Sustainable dairy production based on high-forage diets

Last changed: 03 June 2010

Project manager: Jan Bertilsson
PhD student: Mikaela Patel
Project group: Ewa Wredle, Eva Spörndly

We will study the effects of high-forage feeding in the period after the cows have come in calf on milk production, feed efficiency, milk quality and animal welfare compared with conventional feeding. Further there will be carried out determinations on enteric methane production. These results will be compared with those used in official statistics. The results from the trials will be used for economic evaluations and for modelling of environmental consequences of different feeding strategies. The experiments will also form the basis of a PhD thesis. Our aim is to compile data for a Swedish dairy production model, based on high proportions of forage, grass silage as well as pasture. For this purpose we intend to perform a long-term trial with high-producing dairy cows. The trial will comprise three experimental treatments and last for two years and comprise at least 80 whole lactations. Two of the treatments will be according to organic rules regarding roughage proportion in the diet. After that the proportion will be at least 60 % (group 1) or gradually increased to 90 % (group 2). As a control there will be one treatment (group 3), where the feeding will be according to conventional Swedish feeding standards; 40 % forage in early lactation and ca 50 % in later part of the lactation. The proportion will be held both when feeding grass silage in winter and during the grazing period.
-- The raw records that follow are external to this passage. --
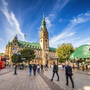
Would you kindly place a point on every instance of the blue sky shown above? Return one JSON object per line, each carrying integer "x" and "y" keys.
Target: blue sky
{"x": 67, "y": 21}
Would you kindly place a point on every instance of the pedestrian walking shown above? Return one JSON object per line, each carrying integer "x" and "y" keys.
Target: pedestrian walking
{"x": 30, "y": 69}
{"x": 41, "y": 67}
{"x": 9, "y": 67}
{"x": 68, "y": 73}
{"x": 55, "y": 70}
{"x": 46, "y": 66}
{"x": 86, "y": 67}
{"x": 34, "y": 69}
{"x": 38, "y": 68}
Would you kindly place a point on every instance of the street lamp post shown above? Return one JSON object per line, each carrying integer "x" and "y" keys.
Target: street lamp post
{"x": 16, "y": 61}
{"x": 57, "y": 59}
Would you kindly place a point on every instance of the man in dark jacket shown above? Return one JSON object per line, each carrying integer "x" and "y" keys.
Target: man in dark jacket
{"x": 34, "y": 69}
{"x": 55, "y": 70}
{"x": 68, "y": 72}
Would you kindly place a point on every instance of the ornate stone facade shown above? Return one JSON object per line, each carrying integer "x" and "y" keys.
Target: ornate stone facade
{"x": 44, "y": 53}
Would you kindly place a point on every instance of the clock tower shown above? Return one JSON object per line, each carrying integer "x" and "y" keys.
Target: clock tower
{"x": 44, "y": 41}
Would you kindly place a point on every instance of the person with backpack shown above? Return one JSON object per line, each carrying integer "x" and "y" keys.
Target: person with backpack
{"x": 30, "y": 69}
{"x": 34, "y": 69}
{"x": 68, "y": 73}
{"x": 38, "y": 68}
{"x": 55, "y": 70}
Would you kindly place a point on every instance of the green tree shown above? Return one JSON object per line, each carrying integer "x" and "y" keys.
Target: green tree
{"x": 28, "y": 54}
{"x": 63, "y": 51}
{"x": 19, "y": 60}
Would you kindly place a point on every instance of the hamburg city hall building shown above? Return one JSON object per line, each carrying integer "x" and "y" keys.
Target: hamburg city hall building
{"x": 44, "y": 54}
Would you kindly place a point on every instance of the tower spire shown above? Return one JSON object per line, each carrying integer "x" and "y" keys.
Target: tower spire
{"x": 43, "y": 14}
{"x": 43, "y": 22}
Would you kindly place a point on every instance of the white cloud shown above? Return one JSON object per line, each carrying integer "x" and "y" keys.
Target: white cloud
{"x": 15, "y": 28}
{"x": 67, "y": 36}
{"x": 58, "y": 6}
{"x": 81, "y": 18}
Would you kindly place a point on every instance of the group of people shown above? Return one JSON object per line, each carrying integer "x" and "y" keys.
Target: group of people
{"x": 34, "y": 68}
{"x": 68, "y": 73}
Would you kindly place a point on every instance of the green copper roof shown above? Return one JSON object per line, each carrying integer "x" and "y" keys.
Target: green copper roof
{"x": 72, "y": 56}
{"x": 43, "y": 23}
{"x": 51, "y": 48}
{"x": 82, "y": 51}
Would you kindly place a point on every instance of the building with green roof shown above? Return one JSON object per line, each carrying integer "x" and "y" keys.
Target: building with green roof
{"x": 43, "y": 52}
{"x": 82, "y": 54}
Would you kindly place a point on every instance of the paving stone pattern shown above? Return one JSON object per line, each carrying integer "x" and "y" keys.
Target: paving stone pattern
{"x": 81, "y": 80}
{"x": 51, "y": 84}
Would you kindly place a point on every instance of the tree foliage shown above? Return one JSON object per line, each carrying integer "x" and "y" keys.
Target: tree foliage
{"x": 28, "y": 54}
{"x": 63, "y": 51}
{"x": 19, "y": 60}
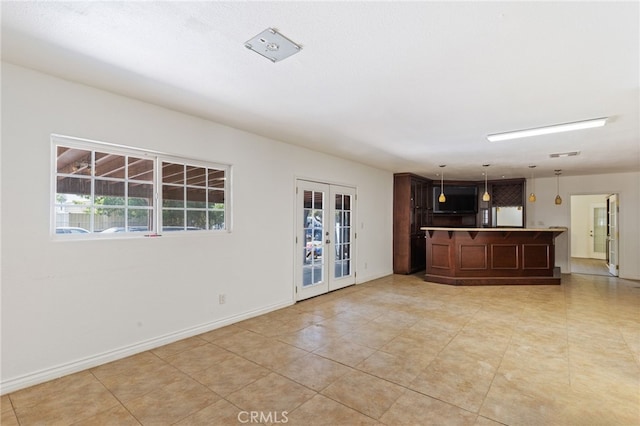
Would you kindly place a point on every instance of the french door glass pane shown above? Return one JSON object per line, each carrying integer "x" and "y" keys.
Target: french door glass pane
{"x": 312, "y": 268}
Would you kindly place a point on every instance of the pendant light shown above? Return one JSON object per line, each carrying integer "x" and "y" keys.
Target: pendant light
{"x": 442, "y": 198}
{"x": 558, "y": 199}
{"x": 532, "y": 196}
{"x": 485, "y": 196}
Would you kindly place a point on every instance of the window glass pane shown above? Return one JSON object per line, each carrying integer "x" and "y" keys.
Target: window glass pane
{"x": 109, "y": 165}
{"x": 109, "y": 193}
{"x": 196, "y": 176}
{"x": 140, "y": 194}
{"x": 216, "y": 219}
{"x": 216, "y": 199}
{"x": 216, "y": 178}
{"x": 172, "y": 196}
{"x": 73, "y": 186}
{"x": 140, "y": 169}
{"x": 172, "y": 173}
{"x": 73, "y": 161}
{"x": 197, "y": 219}
{"x": 140, "y": 218}
{"x": 196, "y": 198}
{"x": 99, "y": 190}
{"x": 109, "y": 219}
{"x": 172, "y": 218}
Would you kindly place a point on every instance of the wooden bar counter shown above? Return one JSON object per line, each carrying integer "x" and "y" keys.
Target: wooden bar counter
{"x": 491, "y": 256}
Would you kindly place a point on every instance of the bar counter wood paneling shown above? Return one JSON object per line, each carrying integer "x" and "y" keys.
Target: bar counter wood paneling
{"x": 491, "y": 256}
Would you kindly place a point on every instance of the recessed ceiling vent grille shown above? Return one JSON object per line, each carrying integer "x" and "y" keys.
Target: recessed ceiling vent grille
{"x": 272, "y": 45}
{"x": 564, "y": 154}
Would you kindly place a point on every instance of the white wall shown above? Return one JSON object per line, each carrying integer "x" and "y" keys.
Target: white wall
{"x": 544, "y": 213}
{"x": 67, "y": 305}
{"x": 581, "y": 225}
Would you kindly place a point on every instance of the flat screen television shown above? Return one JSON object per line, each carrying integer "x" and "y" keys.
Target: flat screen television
{"x": 460, "y": 199}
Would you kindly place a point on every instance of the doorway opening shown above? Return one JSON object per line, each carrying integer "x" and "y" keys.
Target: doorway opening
{"x": 594, "y": 234}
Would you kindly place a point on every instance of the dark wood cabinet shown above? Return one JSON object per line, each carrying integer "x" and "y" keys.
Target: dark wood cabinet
{"x": 413, "y": 210}
{"x": 410, "y": 213}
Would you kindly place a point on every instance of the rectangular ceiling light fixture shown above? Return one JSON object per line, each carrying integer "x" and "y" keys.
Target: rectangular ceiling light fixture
{"x": 564, "y": 154}
{"x": 556, "y": 128}
{"x": 272, "y": 45}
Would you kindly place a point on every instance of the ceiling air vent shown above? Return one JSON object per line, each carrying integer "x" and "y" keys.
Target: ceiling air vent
{"x": 272, "y": 45}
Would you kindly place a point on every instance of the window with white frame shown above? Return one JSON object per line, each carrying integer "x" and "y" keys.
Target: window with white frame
{"x": 102, "y": 188}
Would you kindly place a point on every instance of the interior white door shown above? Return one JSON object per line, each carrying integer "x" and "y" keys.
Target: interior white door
{"x": 598, "y": 231}
{"x": 341, "y": 264}
{"x": 612, "y": 234}
{"x": 325, "y": 238}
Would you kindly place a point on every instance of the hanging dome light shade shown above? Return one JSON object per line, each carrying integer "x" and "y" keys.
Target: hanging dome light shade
{"x": 558, "y": 199}
{"x": 442, "y": 198}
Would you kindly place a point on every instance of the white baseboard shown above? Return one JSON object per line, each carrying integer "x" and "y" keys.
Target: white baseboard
{"x": 44, "y": 375}
{"x": 367, "y": 278}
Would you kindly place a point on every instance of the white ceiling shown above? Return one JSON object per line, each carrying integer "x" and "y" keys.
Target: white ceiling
{"x": 404, "y": 86}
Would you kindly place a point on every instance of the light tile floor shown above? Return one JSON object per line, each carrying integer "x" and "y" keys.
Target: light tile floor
{"x": 394, "y": 351}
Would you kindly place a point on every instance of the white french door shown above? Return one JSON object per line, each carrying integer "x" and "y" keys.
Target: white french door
{"x": 612, "y": 234}
{"x": 325, "y": 238}
{"x": 598, "y": 231}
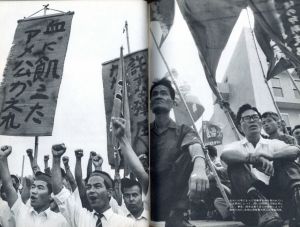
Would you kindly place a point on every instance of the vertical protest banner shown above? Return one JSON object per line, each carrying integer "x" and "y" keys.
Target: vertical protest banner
{"x": 136, "y": 72}
{"x": 212, "y": 134}
{"x": 33, "y": 74}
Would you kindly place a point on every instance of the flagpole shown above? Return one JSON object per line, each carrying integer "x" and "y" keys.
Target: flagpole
{"x": 292, "y": 79}
{"x": 218, "y": 181}
{"x": 127, "y": 37}
{"x": 261, "y": 66}
{"x": 36, "y": 138}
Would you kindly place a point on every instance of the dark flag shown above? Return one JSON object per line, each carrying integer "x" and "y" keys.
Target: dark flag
{"x": 212, "y": 134}
{"x": 136, "y": 73}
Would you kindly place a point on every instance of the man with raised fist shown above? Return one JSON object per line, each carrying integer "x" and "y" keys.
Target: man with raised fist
{"x": 39, "y": 214}
{"x": 98, "y": 190}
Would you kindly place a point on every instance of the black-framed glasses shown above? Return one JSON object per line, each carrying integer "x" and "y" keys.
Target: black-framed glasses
{"x": 248, "y": 118}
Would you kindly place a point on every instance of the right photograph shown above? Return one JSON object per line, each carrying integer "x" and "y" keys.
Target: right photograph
{"x": 224, "y": 99}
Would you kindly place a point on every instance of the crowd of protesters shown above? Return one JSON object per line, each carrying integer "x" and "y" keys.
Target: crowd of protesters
{"x": 57, "y": 197}
{"x": 178, "y": 186}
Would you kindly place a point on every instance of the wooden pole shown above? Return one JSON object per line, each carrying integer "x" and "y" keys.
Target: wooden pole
{"x": 292, "y": 79}
{"x": 127, "y": 37}
{"x": 22, "y": 172}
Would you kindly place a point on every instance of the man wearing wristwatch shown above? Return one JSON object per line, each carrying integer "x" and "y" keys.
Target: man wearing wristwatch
{"x": 262, "y": 169}
{"x": 177, "y": 163}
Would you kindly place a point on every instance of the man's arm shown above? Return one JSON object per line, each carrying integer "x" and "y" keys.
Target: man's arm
{"x": 57, "y": 183}
{"x": 69, "y": 174}
{"x": 258, "y": 161}
{"x": 130, "y": 156}
{"x": 78, "y": 172}
{"x": 89, "y": 168}
{"x": 198, "y": 180}
{"x": 233, "y": 157}
{"x": 9, "y": 189}
{"x": 97, "y": 162}
{"x": 288, "y": 152}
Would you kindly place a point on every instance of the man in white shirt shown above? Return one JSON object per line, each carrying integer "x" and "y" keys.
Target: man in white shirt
{"x": 98, "y": 190}
{"x": 262, "y": 169}
{"x": 39, "y": 213}
{"x": 133, "y": 199}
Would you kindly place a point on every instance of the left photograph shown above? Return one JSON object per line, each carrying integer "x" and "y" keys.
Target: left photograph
{"x": 74, "y": 145}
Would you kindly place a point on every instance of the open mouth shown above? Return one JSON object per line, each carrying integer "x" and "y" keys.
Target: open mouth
{"x": 33, "y": 198}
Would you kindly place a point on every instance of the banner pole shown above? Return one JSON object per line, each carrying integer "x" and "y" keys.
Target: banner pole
{"x": 209, "y": 162}
{"x": 292, "y": 79}
{"x": 127, "y": 36}
{"x": 36, "y": 149}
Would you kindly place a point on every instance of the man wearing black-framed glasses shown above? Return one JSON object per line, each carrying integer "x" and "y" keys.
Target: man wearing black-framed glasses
{"x": 262, "y": 169}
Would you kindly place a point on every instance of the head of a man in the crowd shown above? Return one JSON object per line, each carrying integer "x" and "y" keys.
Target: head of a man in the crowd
{"x": 132, "y": 195}
{"x": 99, "y": 189}
{"x": 40, "y": 192}
{"x": 16, "y": 182}
{"x": 162, "y": 96}
{"x": 296, "y": 133}
{"x": 249, "y": 120}
{"x": 270, "y": 122}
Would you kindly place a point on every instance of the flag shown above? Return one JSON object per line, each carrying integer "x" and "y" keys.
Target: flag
{"x": 212, "y": 134}
{"x": 277, "y": 60}
{"x": 211, "y": 23}
{"x": 136, "y": 71}
{"x": 163, "y": 11}
{"x": 33, "y": 74}
{"x": 120, "y": 109}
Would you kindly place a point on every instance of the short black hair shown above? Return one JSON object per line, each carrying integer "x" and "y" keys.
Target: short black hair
{"x": 271, "y": 114}
{"x": 128, "y": 183}
{"x": 296, "y": 127}
{"x": 108, "y": 181}
{"x": 46, "y": 178}
{"x": 212, "y": 151}
{"x": 244, "y": 108}
{"x": 165, "y": 82}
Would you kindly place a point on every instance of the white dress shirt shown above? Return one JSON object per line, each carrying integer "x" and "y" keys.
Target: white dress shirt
{"x": 142, "y": 221}
{"x": 264, "y": 146}
{"x": 77, "y": 216}
{"x": 27, "y": 217}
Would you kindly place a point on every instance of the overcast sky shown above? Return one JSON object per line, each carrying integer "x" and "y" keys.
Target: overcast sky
{"x": 96, "y": 37}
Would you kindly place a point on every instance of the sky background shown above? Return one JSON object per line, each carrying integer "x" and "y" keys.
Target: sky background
{"x": 96, "y": 37}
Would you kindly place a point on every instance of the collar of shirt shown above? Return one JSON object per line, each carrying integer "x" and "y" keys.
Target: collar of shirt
{"x": 106, "y": 214}
{"x": 261, "y": 141}
{"x": 144, "y": 215}
{"x": 45, "y": 213}
{"x": 171, "y": 124}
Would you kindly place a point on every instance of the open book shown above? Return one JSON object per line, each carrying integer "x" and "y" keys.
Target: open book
{"x": 84, "y": 74}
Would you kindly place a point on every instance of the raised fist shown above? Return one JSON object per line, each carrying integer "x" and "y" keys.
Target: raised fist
{"x": 119, "y": 126}
{"x": 92, "y": 154}
{"x": 79, "y": 153}
{"x": 29, "y": 152}
{"x": 5, "y": 151}
{"x": 58, "y": 150}
{"x": 66, "y": 160}
{"x": 46, "y": 158}
{"x": 97, "y": 160}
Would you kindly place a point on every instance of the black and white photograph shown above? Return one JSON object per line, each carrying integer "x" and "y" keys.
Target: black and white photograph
{"x": 164, "y": 113}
The methane (CH4) emissions from the dairy cows are currently being measured at Kungsängen Research Station within the project “Sustainable dairy production based on high-forage diets”. The experiment runs from October 2008- Januari 2009 and consists of three trial periods. The aim is to compare the CH4 emissions from the three diets and also compare the results with theoretical calculations. Six rumen fistulated cows are fed the three different proportions of grass-silage described earlier. The CH4 is measured by the Sulfur hexafluoride (SF6) tracer technique. In this technique, a small permeation tube filled with a known release rate of SF6 is placed in the rumen. An evacuated canister is placed around the cow’s neck and connected to a halter fitted with a capillary tube. In this way a constant rate of air around the mouth and nose of the cow is collected. The canisters are changed every 24 hours and samples are taken for gas chromatography analyses. The CH4 emission rate is then calculated from the concentrations of CH4 and SF6 in the samples and the release rate of SF6.



The project is financially supported by FORMAS and the Swedish Board of Agriculture.